Marano. Gli amici raccontano le ultime ore della vittima «Aveva avuto problemi di droga ma da tempo era a posto»
MARANO. Un padre che amava sua figlia,lo si vedeva in giro con lei per Marano. Un padre che agli amici ripeteva: «Mia figlia è tutta la mia vita». Un uomo che sì, quand’era un ragazzo, aveva avuto qualche problema con la droga, ma che da tanti anni si era rimesso in carreggiata, aveva un buon lavoro da dipendente per una ditta che costruisce pozzi idraulici e viveva in funzione della figlia. Questo il ritratto di Roberto Ricchi che emerge dalle testimonianze raccolte da parenti e amici. In paese c’è incredulità per quello che è accaduto. Roberto, l’altro ieri, era andato normalmente a lavorare alla Debbi Pozzi, in via Masera di Sotto 3/4 di Spilamberto.

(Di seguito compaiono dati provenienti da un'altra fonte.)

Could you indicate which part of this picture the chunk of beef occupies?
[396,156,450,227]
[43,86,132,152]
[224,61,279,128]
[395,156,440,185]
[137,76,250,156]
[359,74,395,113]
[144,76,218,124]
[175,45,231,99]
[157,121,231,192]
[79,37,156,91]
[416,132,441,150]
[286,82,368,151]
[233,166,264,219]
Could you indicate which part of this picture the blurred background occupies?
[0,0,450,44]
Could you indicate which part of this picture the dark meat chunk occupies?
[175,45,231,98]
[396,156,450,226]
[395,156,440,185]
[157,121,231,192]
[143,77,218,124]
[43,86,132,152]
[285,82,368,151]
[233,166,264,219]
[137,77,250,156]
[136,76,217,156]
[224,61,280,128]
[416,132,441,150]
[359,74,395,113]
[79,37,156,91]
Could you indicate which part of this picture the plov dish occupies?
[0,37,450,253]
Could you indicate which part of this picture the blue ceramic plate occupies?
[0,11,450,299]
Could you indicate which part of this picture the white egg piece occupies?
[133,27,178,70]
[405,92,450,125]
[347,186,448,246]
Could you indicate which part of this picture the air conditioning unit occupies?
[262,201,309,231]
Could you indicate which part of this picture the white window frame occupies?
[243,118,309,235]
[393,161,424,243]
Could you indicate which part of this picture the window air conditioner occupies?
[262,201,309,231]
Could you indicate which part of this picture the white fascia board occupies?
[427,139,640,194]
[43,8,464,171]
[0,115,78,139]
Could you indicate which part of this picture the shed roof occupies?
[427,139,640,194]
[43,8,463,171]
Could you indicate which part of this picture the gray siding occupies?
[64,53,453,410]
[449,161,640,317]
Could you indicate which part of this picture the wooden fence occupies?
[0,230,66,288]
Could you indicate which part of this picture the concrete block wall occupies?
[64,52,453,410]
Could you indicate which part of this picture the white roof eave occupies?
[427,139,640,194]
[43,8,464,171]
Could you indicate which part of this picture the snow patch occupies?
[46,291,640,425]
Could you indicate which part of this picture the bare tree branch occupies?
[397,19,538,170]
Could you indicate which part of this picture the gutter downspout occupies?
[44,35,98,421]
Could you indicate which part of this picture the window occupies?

Alle 17,30 aveva ultimato il normale orario di lavoro ed era rimasto a Spilamberto, per guardare la partita dell’Italia contro il Costa Rica. Aveva scelto di vederla con alcuni amici, tra cui alcuni suoi colleghi di lavoro, al bar Liberty, in via dei Marmorari 54, sempre nella zona artigianale di Spilamberto. Poco dopo la partita ha salutato gli amici e se n’è andato. Ed è stato ucciso. Racconta il cugino Paolo: «Era una brava persona, a posto. Non avrebbe mai fatto male a una mosca». E un nipote aggiunge: «La notizia di quello che è accaduto ci ha lasciato sconcertati. Non sarebbe stato mai in grado di fare del male a nessuno: al massimo qualche volta poteva essere un po’ brusco, spazientirsi un attimo, ma picchiare o fare del male, quello no, non l’avrebbe mai fatto». E Paolo aggiunge: «Vorrei anche smentire qualsiasi ipotesi su un regolamento di conti: Roberto non aveva problemi di soldi, non frequentava brutte compagnie, era spesso in casa e quando usciva con me ci vedevamo al bowling di Savignano per fare due chiacchiere. Non aveva scheletri nell'armadio».